Compliance and Regulatory Consulting
Local and global compliance expertise.Compliance and Regulatory Consulting
Duff & Phelps' Nick Bayley is a managing director in the Compliance and Regulatory Consulting practice and has partnered with Hedgeweek to provide a monthly blog series providing insight on this imminent regulatory change.
Prior to this, Nick was a Head of Department in the FCA's Markets Policy and International Division, FCA Senior Markets Advisor, and was responsible for the UK regulator’s MiFID II Policy Project.
It’s January 3, 2018. Hallelujah! Christmas has been and gone. The festive cheer over for another year. But there’s one more gift welcoming everyone as they head back to their offices: MiFID II has officially come into effect.
What now you ask?
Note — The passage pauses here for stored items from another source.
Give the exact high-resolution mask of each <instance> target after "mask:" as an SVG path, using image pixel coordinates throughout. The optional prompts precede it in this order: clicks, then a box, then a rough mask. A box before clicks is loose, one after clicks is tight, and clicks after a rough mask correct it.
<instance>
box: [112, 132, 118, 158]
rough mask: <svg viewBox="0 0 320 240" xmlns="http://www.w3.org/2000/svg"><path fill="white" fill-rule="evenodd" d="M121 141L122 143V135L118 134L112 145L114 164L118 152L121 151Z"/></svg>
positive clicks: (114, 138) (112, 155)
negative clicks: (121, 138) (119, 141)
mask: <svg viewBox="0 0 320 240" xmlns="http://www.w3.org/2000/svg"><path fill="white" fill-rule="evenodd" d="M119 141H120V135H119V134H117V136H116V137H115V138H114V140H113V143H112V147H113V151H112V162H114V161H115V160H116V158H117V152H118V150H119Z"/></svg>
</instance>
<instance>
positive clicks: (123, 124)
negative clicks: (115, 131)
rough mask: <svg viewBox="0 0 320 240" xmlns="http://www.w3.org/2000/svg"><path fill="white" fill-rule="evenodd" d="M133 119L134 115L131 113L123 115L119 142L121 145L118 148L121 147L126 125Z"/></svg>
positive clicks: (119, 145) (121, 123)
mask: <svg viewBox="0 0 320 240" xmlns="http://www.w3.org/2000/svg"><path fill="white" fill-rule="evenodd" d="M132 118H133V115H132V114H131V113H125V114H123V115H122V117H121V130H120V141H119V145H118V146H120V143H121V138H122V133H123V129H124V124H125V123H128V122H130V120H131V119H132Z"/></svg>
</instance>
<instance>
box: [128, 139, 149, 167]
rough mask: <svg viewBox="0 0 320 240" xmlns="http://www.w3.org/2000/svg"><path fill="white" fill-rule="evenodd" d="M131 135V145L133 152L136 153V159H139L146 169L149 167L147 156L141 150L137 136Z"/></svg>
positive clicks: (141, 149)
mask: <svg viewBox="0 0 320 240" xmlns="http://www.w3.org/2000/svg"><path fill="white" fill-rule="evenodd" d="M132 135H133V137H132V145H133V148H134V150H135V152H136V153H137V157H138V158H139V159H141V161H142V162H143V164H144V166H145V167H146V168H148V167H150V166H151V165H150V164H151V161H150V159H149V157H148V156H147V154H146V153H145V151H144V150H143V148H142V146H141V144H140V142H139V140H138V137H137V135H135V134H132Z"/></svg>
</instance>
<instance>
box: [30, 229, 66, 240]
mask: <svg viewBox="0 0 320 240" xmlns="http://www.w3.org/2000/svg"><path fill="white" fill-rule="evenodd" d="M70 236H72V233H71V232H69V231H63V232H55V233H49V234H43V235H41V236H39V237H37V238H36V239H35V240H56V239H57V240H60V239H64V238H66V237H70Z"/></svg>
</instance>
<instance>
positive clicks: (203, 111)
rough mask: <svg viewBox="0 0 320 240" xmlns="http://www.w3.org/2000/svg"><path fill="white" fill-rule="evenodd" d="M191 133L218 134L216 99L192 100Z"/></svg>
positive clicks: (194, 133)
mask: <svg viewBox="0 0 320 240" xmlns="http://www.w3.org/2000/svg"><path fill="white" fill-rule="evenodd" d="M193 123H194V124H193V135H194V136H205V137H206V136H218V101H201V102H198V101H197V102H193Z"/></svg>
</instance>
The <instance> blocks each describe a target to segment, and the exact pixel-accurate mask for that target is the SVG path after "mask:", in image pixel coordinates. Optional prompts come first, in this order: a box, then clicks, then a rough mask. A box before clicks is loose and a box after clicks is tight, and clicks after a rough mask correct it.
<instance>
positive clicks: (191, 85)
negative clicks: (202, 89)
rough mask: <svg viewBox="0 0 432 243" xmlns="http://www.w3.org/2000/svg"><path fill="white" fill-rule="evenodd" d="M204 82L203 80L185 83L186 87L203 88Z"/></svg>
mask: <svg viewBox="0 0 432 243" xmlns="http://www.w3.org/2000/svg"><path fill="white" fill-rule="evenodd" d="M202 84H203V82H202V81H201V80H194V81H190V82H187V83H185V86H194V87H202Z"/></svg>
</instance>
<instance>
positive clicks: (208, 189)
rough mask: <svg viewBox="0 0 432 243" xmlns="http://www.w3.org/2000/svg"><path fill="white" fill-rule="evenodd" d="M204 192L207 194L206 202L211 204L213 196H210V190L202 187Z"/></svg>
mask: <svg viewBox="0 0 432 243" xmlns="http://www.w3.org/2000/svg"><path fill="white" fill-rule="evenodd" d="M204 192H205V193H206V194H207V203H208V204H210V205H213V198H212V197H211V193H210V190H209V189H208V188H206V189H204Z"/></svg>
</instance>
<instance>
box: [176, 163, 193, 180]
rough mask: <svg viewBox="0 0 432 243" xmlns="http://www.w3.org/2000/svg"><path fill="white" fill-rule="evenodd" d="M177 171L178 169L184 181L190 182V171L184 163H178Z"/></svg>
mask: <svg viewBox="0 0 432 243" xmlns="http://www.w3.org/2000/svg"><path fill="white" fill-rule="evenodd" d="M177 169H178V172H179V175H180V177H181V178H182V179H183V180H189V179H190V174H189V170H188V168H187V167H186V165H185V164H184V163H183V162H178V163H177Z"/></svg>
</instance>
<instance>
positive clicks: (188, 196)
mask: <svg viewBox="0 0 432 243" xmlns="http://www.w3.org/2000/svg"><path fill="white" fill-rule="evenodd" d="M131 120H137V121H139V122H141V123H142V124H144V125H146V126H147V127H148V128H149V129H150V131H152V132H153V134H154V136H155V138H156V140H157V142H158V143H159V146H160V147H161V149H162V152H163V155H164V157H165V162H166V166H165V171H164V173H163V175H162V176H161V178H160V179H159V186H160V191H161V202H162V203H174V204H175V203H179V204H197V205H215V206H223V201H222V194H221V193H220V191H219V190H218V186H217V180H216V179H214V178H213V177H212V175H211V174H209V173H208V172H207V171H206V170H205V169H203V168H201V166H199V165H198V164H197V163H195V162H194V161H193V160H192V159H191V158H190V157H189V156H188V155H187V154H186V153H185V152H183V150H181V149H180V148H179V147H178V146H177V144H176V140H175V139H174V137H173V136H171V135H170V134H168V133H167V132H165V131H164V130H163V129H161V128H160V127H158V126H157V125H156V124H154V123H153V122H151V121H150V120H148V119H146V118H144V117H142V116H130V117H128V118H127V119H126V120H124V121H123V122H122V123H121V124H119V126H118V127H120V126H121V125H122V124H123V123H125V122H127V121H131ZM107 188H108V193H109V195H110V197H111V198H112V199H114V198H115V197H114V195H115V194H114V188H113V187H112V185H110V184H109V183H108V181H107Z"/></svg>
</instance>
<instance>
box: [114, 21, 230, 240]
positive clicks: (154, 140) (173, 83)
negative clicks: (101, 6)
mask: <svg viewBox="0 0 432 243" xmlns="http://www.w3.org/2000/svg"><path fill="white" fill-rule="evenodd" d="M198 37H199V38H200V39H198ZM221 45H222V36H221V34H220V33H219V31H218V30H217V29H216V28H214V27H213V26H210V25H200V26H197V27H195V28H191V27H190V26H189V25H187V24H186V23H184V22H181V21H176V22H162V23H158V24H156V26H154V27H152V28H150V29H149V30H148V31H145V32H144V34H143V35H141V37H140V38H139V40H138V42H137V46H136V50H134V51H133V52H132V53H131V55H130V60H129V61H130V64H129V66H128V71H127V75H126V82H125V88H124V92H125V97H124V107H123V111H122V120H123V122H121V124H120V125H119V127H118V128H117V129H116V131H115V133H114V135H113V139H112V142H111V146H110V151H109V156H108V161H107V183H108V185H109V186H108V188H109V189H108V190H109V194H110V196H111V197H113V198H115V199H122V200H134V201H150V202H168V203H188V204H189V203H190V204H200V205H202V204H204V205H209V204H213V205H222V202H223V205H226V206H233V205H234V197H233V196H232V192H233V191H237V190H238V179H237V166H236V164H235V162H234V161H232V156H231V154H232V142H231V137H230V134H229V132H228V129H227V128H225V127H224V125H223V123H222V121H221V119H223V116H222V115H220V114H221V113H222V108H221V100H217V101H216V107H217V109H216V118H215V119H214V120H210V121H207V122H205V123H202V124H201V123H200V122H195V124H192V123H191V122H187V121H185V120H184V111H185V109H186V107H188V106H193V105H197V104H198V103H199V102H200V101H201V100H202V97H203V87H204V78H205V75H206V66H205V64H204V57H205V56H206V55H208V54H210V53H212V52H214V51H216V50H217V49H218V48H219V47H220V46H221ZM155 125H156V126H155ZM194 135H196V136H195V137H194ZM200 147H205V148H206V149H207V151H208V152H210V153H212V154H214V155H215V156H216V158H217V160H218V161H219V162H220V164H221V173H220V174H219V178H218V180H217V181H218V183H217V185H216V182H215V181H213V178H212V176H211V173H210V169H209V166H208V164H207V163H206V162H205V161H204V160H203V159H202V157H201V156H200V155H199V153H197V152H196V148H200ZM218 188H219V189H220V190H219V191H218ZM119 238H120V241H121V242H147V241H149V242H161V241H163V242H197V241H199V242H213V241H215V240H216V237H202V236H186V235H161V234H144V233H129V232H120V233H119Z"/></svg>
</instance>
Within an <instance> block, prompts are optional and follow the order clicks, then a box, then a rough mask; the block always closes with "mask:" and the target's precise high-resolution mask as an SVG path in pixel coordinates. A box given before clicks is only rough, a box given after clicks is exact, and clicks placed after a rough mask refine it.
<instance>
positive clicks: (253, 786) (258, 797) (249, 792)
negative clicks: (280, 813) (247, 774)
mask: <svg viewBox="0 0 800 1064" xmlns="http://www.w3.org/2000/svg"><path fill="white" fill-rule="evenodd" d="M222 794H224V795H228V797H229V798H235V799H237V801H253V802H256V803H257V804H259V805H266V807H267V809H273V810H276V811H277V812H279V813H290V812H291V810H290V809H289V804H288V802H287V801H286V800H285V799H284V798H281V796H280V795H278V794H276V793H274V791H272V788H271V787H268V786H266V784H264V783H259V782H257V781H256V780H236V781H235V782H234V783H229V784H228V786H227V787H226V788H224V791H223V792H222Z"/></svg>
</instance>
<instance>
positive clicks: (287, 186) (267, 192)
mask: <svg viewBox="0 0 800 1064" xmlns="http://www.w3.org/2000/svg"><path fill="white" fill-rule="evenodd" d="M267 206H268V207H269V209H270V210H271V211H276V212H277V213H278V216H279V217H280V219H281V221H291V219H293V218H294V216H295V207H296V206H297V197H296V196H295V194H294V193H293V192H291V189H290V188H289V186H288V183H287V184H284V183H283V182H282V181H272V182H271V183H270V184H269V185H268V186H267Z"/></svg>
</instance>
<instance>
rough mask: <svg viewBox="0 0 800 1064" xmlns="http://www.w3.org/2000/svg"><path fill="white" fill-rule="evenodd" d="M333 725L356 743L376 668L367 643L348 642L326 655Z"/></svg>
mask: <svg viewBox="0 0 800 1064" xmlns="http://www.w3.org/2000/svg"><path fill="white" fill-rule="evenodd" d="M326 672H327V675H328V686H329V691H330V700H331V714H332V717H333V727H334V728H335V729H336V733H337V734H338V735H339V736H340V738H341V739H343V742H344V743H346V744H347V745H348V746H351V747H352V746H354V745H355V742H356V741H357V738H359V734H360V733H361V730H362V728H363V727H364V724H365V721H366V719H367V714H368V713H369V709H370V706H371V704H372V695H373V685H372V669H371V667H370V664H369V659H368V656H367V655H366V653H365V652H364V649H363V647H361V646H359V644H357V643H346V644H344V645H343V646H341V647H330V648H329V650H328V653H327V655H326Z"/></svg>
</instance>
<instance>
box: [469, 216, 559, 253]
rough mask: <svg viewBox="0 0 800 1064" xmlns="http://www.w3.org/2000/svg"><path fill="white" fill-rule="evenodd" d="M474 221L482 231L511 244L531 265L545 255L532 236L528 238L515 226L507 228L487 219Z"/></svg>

What should you focus in on as a matter of priority, as your funds business prepares for life under this new regime?
Regulators don’t like talking about regulatory forbearance but there has already been a certain amount of this with respect to MiFID II. That said, there are certain regulatory ‘hot button’ issues in the eyes of the regulators, such as transaction reporting and research unbundling that they will want to see firms progressing.
The regulator has been clear in stipulating that firms must have a plan in place and be working towards achieving compliance. Buyside firms have got to prioritise what they need to do and focus on the things that have the greatest impact.
If you have a lot of clients that you have not repapered, for example, and you haven’t changed your terms and conditions to be MiFID II compliant, or you’re not providing costs and charges disclosures in your marketing documents, it might be advisable to get this completed as soon as possible, otherwise you will potentially be running legal risk as well as regulatory risk.
For now, be pragmatic and apply the Pareto Principle. With relatively little effort, by focusing initially on 20 per cent of the highest priority items you should be able to achieve 80 percent of the outcomes and stay out of trouble with the regulator.
It will all have to be done eventually. There will be further time over the coming months to finish dotting the i’s and crossing the t’s. The regulator understands this.
Buyside firms should ensure that the research they are receiving is on the right basis. Pricing agreements will still need time to settle down but portfolio managers need to check that they are not receiving free research because it is one of the regulator’s hot button topics. The regulation is very clear that emails must be blocked if there is no research payment arrangement in place.
I suggest firms should turn the screws on those brokers who haven’t done this already. ‘I can’t receive this anymore. Come up with a sensible pricing arrangement now or I will have to turn it off’. Now may be the time to adopt a slightly less flexible stance with some of your counterparties.
On the transaction reporting side, I don’t think there’s much excuse if buyside firms haven’t done the work by now preparing for this, selecting their ARM, preparing their data and so on. They are asking for trouble if they’ve yet to do this and they should put it at the top of their priority list.
Record keeping is another high priority area that can yield some good progress in keeping with the Pareto Principle. Under MiFID II, there is a new obligation to record and retain telephone calls and electronic communications. If records aren’t kept properly, trying to retrieve calls or email communications will become the devil’s own job and manual work-rounds are likely to be pretty painful.
It is the investment firm’s discretion, within the rules, as to exactly which internal calls are recorded. The main point is that the firm needs to have a robust audit trail that can show how an investment decision was arrived at and that appropriate record-keeping arrangements, capable of being monitored, are in place.
Take a reasoned approach. Be thoughtful. Show that you’ve considered the new regulation and taken a systematic, rigorous approach to complying with it.
The same is also true of product governance. Investment firms will need to have a clear two-way dialogue with third party platforms and distribution partners to track whether or not their funds are being sold to the right investors in the right target markets.
Proportionality is everything in the product governance model: no one is expecting highly elaborate product governance arrangements for simple products. It’s when you get into complex structured products that the risks rise; as do the regulators’ expectations.
If you’ve sat down and had a good go at doing your target market analysis, you’ll probably have time to refine it later.
It might appear to be the dawn of a new age under MiFID II. But don’t feel overwhelmed. Focus on some of the key issues mentioned above and others you judge to be critical and
it will go a long way to achieving compliance. That is all the FCA can possibly expect at this early stage.
So take a deep breath. Pour yourself a coffee. And start applying the Pareto Principle with immediate effect.